[A Popular History of France From The Earliest Times by Francois Pierre Guillaume Guizot]@TWC D-Link bookA Popular History of France From The Earliest Times CHAPTER XXIV 158/178
The English had no longer any possession in France but Calais and Guines; the Hundred Years' War was over. And to whom was the glory? Charles VII.
himself decided the question.
When in 1455, twenty-four years after the death of Joan of Are, he at Rome and at Rouen prosecuted her claims for restoration of character and did for her fame and her memory all that was still possible, he was but relieving his conscience from a load of ingratitude and remorse which in general weighs but lightly upon men, and especially upon kings; and he was discharging towards the Maid of Domremy the debt due by France and the French kingship when he thus proclaimed that to Joan above all they owed their deliverance and their independence.

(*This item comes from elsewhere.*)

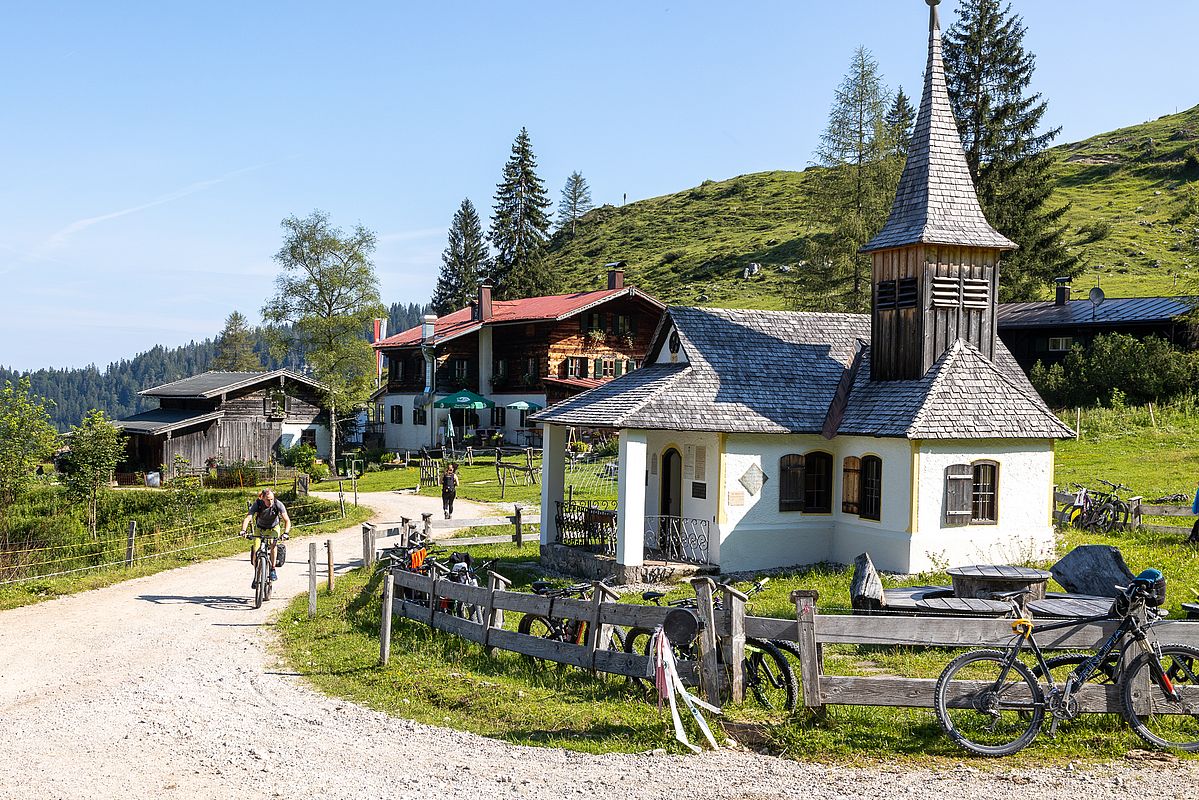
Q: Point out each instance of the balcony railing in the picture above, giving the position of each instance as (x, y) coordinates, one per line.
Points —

Before men and before God Charles was justified in so thinking; the moral are not the sole, but they are the most powerful forces which decide the fates of people; and Joan had roused the feelings of the soul, and given to the struggles between France and England its religious and national character.

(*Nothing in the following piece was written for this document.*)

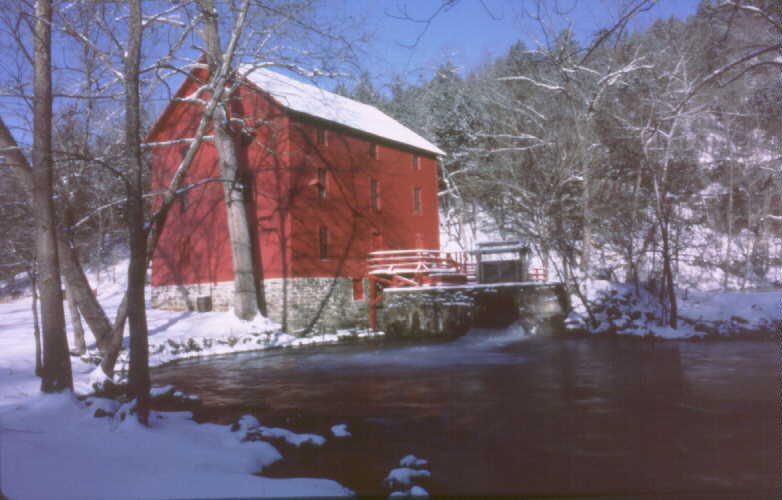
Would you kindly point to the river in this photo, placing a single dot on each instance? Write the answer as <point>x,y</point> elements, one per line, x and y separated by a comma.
<point>499,413</point>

At Rheims, when she repaired thither for the king's coronation, she said of her own banner, "It has a right to the honor, for it has been at the pains." She, first amongst all, had a right to the glory, for she had been the first to contribute to the success. Next to Joan of Arc, the constable De Richemont was the most effective and the most glorious amongst the liberators of France and of the king. He was a strict and stern warrior, unscrupulous and pitiless towards his enemies, especially towards such as he despised, severe in regard to himself, dignified in his manners, never guilty of swearing himself and punishing swearing as a breach of discipline amongst the troops placed under his orders.